"Georg Büchner's three surviving dramatic texts show the playwright wrestling with divergent styles in a struggle to convey his bleak worldview. …Sean Graney reveal[s] much the same process. Both artists want to build on centuries-old theatrical traditions yet shred the niceties of conventional theater to expose life's raw nerves…
…Graney exploits his trademark techniques-stark design, inflated acting, self-reflexive presentation-to create an explosive, richly unpleasant affair.…

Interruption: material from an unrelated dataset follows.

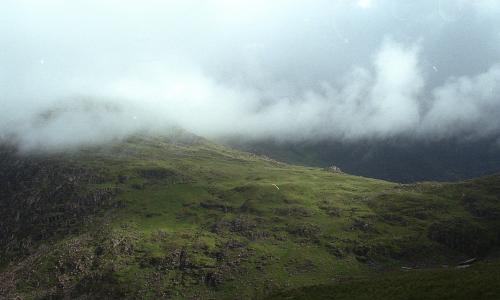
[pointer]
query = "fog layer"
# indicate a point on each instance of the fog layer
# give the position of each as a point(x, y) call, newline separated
point(86, 72)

Büchner poured every ounce of his cynicism into Prince Leonce, whose absurd battle with boredom fuels LEONCE UND LENA. Leonce can find nothing better to do with his days than spit on a rock 365 times in a row, convinced that human beings `fall in love, marry, and multiply out of boredom, and finally they die out of boredom.' His childish father has betrothed him to the Princess Lena, a plan that will greatly interfere with Leonce's commitment to idleness.… Since Büchner is satirizing the theatrical conventions of his day, she's earnestly trying to become a fairy-tale princess, spouting poetic rhapsodies about flowers and dragonflies-while wrestling with the realization that `there are people who are unhappy, incurably so, simply because they exist.'
For this play Büchner drew heavily on the conventions of commedia dell'arte, then a nearly 300-year-old tradition of stock rustic characters in cartoonish, often ribald situations. Graney transforms the genre into menacing farce, inflating the characters' passions to such volatile extremes that they often quake as though ready to explode."